El teniente Osama se encontraba ahora envuelto en un cometido bastante novedoso para él, prestar seguridad a tres científicos y sacar un objeto fuera del país, el Arca de la Alianza, que bien podría usarse para chantajear a los israelíes. Tenía que entregar algo tan valioso a unos gobiernos extranjeros que, con toda seguridad, donarían el Arca al estado hebreo más tarde o más temprano; pero Osama, como todo buen jugador de ajedrez, ya era capaz de adivinar los próximos movimientos de las fichas, no se quedaba solamente en la superficie de lo que veía o le contaban, como hubiese hecho el Osama de antes de su iluminación.
Nadie le había dicho nada, pero Osama estaba seguro que la participación de un egiptólogo inglés en la expedición debía ser un regalo del gobierno egipcio a sus aliados anglosajones. Otro guiño amistoso que se correspondería con un crédito a bajo interés para comprar aviones de combate o carros blindados, de otra forma todo habría quedado en un secreto compartido tan solo por franceses y egipcios.
Su coronel había asegurado a Osman que si todo salía bien su ascenso a capitán podía considerarse como seguro. Osama se fiaba de Yusuf, pensaban utilizando las mismas fórmulas, sintiendo las mismas vibraciones, como dos relojes recién sincronizados.
—Dígame doctora Mariette —dijo Osama de improviso—. ¿Está muy lejos el lugar al que nos dirigiremos mañana?
Todos miraban el espléndido panorama de las pirámides que se ofrecía a través de los amplios ventanales, sustitutos de cualquier atisbo de tabique que hubiera podido dificultar la visión; pero, ahora que alguien había roto por fin un silencio que ya duraba varios minutos, acomodaron sus cuerpos para mirar al teniente.
Marie también se giró. Observó el fino bigote de Osama que le mimetizaba perfectamente y ayudaba a confundirlo con cualquier campesino de provincias. Su pelo de rizos diminutos cortado a cepillo, sus gruesas manos poco cuidadas y sus dientes algo estropeados acentuaban más el efecto. Solamente su buen traje y la total apariencia de sentirse cómodo con él disimulaban la minúscula medida que diferenciaba a Osama de sus paisanos más humildes.

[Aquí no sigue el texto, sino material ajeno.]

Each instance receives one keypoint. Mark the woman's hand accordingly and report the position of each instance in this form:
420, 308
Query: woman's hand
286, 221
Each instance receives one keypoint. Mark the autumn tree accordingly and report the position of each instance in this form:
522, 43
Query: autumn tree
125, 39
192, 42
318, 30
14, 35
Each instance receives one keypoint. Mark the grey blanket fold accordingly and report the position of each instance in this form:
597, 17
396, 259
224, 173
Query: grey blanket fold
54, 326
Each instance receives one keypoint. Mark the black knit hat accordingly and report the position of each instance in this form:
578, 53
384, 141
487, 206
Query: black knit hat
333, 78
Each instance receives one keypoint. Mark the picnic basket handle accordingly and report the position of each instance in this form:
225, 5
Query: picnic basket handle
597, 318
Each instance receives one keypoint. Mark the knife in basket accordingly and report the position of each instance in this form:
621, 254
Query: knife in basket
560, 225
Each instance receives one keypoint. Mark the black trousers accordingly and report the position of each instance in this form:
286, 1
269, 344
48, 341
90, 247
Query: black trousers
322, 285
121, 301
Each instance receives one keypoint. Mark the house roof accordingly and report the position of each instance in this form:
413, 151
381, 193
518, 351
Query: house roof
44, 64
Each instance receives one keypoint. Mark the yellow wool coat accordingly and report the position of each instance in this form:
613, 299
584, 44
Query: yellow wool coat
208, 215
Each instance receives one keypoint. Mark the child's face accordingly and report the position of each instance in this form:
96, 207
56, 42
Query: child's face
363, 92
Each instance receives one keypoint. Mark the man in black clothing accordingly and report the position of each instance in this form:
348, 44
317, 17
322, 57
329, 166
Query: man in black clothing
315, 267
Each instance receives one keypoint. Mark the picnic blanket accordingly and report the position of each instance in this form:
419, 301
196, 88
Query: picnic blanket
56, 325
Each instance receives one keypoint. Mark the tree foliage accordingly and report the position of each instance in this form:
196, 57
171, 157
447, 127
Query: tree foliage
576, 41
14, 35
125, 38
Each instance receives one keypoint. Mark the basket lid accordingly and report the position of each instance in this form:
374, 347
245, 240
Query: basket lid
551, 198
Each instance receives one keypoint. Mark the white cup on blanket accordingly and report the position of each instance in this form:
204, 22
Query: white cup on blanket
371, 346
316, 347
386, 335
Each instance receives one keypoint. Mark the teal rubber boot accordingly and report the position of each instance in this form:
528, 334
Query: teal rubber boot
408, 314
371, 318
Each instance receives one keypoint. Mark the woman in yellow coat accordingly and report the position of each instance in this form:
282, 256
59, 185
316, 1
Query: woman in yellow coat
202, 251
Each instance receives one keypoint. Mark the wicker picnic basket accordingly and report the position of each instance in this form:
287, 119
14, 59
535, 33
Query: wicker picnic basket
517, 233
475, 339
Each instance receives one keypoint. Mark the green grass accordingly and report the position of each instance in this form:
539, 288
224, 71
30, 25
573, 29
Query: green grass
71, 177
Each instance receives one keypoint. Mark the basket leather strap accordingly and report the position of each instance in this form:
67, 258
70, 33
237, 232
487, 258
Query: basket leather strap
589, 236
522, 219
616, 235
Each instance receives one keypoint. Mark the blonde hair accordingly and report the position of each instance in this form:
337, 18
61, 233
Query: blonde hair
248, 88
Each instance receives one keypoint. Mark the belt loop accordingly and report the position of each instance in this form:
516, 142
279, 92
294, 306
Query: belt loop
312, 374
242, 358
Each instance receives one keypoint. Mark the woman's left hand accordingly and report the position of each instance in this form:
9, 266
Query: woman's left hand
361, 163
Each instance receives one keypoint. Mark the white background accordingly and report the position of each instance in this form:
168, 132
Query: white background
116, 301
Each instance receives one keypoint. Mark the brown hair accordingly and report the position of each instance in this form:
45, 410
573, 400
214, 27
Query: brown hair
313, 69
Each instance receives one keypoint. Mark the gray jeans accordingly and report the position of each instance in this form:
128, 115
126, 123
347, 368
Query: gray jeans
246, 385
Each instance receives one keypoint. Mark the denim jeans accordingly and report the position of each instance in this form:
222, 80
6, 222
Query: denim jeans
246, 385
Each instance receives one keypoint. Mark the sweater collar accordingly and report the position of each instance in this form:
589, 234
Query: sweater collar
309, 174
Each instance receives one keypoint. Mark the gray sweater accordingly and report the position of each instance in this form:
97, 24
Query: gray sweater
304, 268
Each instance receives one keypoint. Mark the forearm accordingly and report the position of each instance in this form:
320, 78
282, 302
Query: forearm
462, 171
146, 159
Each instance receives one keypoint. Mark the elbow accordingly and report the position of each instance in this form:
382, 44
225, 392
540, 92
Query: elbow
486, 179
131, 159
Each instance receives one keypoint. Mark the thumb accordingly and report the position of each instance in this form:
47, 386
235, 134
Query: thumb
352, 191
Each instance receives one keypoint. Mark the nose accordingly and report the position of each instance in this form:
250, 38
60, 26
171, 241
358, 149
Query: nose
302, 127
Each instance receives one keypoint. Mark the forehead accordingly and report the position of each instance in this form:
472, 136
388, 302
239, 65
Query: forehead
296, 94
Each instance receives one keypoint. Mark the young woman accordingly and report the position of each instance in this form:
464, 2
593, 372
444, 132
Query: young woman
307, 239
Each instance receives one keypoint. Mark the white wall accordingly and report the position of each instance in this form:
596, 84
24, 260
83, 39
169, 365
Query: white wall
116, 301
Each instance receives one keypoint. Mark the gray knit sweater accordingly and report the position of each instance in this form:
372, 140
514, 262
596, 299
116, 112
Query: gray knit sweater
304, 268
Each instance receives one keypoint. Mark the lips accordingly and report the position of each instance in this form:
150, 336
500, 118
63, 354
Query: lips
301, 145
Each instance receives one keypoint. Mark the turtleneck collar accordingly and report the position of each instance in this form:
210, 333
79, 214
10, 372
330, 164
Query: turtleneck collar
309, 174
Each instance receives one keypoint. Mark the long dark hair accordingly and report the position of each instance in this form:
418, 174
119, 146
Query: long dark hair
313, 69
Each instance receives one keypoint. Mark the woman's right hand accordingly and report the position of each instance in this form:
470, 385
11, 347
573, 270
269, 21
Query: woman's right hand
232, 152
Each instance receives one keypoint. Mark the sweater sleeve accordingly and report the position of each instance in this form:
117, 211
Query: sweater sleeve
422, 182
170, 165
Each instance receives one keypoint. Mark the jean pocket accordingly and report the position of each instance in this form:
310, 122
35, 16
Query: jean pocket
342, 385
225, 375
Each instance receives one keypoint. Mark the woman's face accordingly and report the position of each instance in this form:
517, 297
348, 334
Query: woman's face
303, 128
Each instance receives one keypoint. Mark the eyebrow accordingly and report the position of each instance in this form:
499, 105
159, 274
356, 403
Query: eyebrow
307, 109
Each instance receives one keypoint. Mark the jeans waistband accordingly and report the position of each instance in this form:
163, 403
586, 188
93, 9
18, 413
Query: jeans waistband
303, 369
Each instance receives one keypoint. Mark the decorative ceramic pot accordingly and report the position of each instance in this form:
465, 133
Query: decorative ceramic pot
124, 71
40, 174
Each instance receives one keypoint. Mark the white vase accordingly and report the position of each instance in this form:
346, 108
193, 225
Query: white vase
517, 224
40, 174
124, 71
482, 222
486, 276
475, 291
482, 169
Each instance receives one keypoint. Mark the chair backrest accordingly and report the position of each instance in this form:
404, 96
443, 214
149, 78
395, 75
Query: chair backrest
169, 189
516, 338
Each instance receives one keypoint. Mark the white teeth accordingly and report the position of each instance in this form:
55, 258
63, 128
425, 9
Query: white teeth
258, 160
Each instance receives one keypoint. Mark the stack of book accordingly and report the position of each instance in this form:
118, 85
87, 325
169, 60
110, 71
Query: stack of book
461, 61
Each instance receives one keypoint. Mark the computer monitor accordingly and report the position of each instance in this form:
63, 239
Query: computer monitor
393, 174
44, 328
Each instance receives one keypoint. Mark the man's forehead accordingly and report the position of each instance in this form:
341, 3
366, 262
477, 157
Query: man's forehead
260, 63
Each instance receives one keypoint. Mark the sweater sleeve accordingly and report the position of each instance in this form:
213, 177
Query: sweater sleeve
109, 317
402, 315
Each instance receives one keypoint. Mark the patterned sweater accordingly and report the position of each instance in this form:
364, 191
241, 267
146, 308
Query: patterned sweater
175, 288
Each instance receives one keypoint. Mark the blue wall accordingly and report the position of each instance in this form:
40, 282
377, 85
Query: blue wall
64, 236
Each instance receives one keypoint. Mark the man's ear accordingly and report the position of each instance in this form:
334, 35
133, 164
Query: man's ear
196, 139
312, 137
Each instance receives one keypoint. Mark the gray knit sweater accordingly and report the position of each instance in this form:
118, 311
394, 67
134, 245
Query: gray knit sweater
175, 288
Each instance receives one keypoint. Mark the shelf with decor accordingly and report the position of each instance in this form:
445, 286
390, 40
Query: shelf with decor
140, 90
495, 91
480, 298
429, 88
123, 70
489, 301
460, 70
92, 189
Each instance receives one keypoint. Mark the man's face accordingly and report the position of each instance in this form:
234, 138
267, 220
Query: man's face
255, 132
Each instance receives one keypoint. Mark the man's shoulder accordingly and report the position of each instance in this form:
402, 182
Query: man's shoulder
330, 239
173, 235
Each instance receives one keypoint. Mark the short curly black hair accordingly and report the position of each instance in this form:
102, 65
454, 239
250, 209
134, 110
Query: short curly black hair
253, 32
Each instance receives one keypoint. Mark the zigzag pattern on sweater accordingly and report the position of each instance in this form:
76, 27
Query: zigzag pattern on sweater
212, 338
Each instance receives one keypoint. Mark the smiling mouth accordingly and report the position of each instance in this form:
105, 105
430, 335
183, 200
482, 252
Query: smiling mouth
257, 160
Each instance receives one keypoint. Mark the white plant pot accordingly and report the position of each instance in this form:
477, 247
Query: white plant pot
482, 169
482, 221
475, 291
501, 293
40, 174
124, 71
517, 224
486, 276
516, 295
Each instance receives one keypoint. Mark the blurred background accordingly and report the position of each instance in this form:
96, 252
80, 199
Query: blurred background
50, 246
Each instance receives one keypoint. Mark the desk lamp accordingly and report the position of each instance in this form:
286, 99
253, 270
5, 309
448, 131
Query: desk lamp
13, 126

—Pues no muy lejos, mañana se lo diré —respondió Marie con una sonrisa que sustituía a la merecida disculpa que tendría que haber formulado por su negativa a contestar una pregunta directa.
—Es por hacerme una idea de la hora a la que llegaremos —explicó Osama—. Tardaremos unas cuatro horas en montar el campamento y si lo hacemos muy tarde no tendremos luz suficiente para poder instalarnos completamente.
—No se preocupe Osama —le tranquilizó Marie llamándole por primera vez por su nombre de pila—. Está bastante cerca, si salimos a media mañana llegaremos con tiempo de sobra.
John había cambiado la vista nocturna del Nilo por la de su antigua profesora. Estaba un poco más envejecida, sus pequeñas arrugas en torno a los ojos y las comisuras de los labios se habían acentuado un poco más, pero todavía mantenía la energía con la que siempre la había recordado. Seguía conservando sus grandes ojos azules y el pelo muy rubio, color yema de huevo, aunque ahora se lo había cortado hasta dejarlo en una media melena lisa que le llegaba hasta los hombros, seguramente por motivos de comodidad habida cuenta del trabajo que se avecinaba.
Hacía ya casi diez años de aquella excavación en el mediodía francés en la que le había dado clases prácticas de extracción y conservación de yacimientos.
Por esa época John era bastante más remiso que ahora a intimar con el resto de la raza humana. Siempre se iba a rebuscar con la brocha y el martillo donde no hubiera nadie para mortificarle con las típicas conversaciones intrascendentes. Los otros alumnos no se daban por enterados, pero la profesora Marie siempre iba a escarbar a la zona donde él se instalaba. John recordaba que aquello no le molestaba, incluso esperaba el momento en el que la doctora se pusiese a trabajar delante de él para espiar sus musculosas piernas y su cuerpo en tensión.